Established in the early 1900s, the Independent School Association consists of 26 independent schools in British Columbia, including St. George’s, Collingwood, Crofton House, Mulgrave, St. Michael’s and many more. The ISA Championships is a regional inter-school tennis tournament that has been running since the 1990s, and over the years, the tournament has fostered a respectful but competitive environment between the schools in Lower Mainland. Although the most important tournament of the year, ranking-wise, is the BC Provincial Championships, the ISAs serve as a mid-point to the teams’ end goal and allows the players to get the bugs out and jump back into the intense competition.

One of the major focuses within the tennis program at St. George’s is playing as a team, and in tennis, the only time you’d play as a team in a match is with a doubles partner. Mr. Macken explains: one of the “strengths with both teams is our preparation to doubles. I make it a priority to train the doubles game because there is more weight put on doubles and I feel most of the other teams do not prioritize it.” In the independent schools league, doubles matches is arguably the more important as it takes up most of the matches in the schedules of tournaments. Tennis is a mental and tactical game, and being good doubles partners take that to another level by not only knowing each others’ games, but also working together to set up strategies to win a match.

 

(From left and right) Ronak Khara (grade 9) and Rod Vaziri (grade 10) pose for a photo as Dmitri Traile and Aidan Song plays a doubles match in the background.
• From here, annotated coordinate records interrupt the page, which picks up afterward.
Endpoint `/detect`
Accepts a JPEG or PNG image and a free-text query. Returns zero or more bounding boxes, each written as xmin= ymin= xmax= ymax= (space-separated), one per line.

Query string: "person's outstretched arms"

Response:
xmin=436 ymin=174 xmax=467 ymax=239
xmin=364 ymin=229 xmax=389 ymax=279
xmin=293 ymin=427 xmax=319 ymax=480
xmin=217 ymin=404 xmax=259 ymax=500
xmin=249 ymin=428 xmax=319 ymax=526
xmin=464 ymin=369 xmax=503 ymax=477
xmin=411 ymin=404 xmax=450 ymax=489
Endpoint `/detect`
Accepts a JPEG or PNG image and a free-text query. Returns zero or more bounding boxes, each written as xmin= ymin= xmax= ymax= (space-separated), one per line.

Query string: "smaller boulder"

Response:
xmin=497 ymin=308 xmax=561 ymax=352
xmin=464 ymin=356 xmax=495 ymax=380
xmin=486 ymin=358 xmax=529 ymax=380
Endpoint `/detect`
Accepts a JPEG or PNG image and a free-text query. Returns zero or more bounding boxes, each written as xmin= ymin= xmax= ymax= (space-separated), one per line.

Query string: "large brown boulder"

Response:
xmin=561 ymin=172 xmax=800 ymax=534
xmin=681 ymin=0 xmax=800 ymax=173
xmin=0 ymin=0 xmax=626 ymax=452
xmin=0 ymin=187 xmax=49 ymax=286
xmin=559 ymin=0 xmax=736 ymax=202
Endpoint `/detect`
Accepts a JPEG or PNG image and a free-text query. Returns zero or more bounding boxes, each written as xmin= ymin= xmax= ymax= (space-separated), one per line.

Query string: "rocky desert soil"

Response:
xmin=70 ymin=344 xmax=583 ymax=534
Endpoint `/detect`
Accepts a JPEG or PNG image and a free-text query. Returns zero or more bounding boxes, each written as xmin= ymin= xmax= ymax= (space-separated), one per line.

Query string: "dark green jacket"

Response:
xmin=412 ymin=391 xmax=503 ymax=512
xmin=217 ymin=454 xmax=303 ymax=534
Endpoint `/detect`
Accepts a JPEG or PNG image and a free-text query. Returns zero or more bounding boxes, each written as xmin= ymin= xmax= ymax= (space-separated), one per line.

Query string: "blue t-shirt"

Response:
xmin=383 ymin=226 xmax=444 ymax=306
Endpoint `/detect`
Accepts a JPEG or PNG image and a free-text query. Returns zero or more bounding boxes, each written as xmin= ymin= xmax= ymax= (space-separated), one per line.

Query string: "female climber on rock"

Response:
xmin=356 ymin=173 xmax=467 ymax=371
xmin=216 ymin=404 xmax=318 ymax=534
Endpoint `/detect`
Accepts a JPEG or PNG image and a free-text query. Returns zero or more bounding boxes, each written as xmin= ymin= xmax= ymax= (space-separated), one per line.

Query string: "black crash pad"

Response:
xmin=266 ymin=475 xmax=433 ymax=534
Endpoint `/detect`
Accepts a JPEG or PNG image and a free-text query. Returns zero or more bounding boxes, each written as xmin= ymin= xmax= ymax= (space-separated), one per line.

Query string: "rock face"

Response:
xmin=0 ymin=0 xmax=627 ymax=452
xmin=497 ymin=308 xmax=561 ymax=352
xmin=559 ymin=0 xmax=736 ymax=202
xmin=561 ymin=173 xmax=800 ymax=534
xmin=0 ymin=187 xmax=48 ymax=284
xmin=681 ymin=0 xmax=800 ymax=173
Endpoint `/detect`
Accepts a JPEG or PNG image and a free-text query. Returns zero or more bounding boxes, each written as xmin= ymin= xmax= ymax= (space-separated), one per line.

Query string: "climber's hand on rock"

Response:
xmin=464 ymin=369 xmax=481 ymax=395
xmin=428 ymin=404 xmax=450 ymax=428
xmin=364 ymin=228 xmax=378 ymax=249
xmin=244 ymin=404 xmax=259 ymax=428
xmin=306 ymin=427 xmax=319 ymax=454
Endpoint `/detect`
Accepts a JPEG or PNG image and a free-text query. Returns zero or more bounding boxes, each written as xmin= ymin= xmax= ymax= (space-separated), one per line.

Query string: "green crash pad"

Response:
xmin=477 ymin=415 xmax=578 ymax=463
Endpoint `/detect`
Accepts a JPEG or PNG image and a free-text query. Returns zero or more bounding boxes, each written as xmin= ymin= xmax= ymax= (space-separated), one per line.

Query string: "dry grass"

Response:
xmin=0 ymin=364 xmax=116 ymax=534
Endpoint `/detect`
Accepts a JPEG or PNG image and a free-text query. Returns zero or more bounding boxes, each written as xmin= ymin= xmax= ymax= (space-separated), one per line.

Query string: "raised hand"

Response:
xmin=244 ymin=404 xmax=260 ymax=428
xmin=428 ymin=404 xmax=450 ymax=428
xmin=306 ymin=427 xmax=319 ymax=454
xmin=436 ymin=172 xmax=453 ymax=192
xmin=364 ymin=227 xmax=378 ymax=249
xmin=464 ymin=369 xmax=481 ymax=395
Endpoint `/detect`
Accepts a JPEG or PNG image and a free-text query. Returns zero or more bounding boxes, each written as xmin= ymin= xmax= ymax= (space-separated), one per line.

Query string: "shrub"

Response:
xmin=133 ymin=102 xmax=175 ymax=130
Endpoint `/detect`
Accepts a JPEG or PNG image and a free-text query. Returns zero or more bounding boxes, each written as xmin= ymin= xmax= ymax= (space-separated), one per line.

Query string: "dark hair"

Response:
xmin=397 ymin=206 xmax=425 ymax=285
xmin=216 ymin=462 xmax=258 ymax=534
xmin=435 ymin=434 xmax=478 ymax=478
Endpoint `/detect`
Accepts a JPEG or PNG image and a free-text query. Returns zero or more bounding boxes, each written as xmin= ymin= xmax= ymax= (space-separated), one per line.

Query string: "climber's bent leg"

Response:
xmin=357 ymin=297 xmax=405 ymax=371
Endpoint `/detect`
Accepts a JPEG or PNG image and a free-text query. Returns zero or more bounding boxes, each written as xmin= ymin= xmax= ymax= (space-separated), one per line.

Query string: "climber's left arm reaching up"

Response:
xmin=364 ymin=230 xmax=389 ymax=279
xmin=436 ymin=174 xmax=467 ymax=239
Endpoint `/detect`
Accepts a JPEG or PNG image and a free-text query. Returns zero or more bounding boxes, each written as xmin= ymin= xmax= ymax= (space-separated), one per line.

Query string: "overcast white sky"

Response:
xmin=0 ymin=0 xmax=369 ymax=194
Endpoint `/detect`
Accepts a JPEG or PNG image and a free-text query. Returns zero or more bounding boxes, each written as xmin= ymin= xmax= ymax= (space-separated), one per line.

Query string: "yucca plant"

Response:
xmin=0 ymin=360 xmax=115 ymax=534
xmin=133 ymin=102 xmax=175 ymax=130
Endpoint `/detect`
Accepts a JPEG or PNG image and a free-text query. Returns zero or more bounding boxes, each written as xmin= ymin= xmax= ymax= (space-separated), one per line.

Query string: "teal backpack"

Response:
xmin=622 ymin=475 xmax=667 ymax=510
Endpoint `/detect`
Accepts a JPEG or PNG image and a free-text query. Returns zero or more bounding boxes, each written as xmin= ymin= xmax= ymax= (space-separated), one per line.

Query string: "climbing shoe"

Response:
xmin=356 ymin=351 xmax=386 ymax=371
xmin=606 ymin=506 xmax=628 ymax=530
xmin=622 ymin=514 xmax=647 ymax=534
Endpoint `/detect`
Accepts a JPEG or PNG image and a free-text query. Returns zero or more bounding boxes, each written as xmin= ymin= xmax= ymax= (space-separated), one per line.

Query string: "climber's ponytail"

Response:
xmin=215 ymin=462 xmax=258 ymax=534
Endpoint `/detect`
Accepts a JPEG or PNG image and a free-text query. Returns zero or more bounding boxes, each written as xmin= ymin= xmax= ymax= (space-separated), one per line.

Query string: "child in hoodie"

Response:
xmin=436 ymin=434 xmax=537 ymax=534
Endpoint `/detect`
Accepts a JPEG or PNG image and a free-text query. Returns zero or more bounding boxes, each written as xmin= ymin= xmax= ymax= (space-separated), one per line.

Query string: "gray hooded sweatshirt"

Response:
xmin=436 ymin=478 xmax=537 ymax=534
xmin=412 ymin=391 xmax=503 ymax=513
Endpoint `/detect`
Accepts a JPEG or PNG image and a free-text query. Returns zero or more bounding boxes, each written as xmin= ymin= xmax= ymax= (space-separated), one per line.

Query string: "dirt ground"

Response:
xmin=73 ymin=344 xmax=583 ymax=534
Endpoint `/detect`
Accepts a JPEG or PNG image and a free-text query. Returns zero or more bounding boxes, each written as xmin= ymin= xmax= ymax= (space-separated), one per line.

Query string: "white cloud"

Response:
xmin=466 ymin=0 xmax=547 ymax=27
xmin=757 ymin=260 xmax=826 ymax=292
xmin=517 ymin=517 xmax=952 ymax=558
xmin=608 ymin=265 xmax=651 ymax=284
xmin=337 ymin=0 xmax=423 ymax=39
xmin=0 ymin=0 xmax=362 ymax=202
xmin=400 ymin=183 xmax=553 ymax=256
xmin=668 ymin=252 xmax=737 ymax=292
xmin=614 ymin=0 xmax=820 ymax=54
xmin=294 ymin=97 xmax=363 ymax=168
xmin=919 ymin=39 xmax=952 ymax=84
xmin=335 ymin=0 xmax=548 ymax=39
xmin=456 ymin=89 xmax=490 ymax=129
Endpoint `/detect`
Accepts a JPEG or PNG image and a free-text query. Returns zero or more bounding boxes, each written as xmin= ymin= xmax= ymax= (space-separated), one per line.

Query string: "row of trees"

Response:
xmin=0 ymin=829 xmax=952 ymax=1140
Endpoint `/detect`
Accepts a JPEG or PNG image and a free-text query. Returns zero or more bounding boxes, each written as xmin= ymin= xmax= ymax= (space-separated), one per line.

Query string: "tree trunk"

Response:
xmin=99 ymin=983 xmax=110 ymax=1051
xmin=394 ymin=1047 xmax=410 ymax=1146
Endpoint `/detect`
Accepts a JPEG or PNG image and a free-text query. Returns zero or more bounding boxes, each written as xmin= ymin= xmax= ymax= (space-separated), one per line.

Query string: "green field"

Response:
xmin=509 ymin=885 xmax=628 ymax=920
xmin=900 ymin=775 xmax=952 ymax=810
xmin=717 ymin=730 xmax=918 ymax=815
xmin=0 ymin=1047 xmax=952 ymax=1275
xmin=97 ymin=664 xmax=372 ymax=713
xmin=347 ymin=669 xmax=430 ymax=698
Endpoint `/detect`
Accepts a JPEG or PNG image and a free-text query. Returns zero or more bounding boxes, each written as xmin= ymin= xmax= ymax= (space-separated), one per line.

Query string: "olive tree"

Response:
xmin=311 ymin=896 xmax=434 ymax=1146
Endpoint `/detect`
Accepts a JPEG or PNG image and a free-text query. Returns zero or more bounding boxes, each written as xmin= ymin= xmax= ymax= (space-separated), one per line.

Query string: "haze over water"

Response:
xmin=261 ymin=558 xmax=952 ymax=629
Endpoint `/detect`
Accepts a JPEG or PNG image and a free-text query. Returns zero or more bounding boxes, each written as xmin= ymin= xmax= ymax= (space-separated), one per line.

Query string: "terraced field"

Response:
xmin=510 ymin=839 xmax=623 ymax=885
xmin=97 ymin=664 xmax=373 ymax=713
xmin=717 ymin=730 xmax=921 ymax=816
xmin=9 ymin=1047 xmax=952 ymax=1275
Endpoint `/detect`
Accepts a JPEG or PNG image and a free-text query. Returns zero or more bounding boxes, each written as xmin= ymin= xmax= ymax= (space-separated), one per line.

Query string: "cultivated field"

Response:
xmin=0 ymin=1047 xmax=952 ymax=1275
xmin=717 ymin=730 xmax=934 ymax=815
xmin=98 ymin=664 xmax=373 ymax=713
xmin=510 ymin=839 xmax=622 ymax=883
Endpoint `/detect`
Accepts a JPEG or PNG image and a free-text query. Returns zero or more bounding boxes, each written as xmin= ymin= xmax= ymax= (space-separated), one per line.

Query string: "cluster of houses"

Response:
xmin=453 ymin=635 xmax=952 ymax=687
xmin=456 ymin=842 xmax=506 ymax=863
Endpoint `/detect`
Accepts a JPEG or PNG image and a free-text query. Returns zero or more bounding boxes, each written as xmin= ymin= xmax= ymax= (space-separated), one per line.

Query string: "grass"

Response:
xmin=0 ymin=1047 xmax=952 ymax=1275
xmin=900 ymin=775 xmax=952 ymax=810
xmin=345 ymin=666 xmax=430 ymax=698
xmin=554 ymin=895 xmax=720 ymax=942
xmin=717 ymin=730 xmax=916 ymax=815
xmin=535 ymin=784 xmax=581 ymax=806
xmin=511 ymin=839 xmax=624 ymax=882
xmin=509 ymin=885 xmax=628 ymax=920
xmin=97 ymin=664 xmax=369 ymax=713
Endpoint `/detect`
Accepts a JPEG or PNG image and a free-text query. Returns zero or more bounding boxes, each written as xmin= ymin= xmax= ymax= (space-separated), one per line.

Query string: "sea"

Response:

Kevin Lim (grade 10), an experienced tennis player that has been in the Junior Varsity team since grade 8, expresses that “while playing in the team taught [him] that winning is important,” the camaraderie and “teamwork” is also an unique experience to be cherished. Now at his second ISA Championships, Rod Vaziri (grade 10) also reflects how “the competitive environment of playing tennis with my friends has propelled [him] to enjoy the game even more than I already did.” Not only is competing for the school a way to improve the overall quality of play of the team, it’s also a way to communicate and bond with your friends, an experience that I believe is truly unique. Mr. Macken additionally expresses that while expectations to win is important, “[representing] the school” and its “traditions” is also a behavioral expectation for the boys.

Despite the unequal distribution of junior and senior players this year, the team has worked hard to produce the best results possible, and hopefully this motivation will propel them to success in the upcoming BC Provincial Championships in May!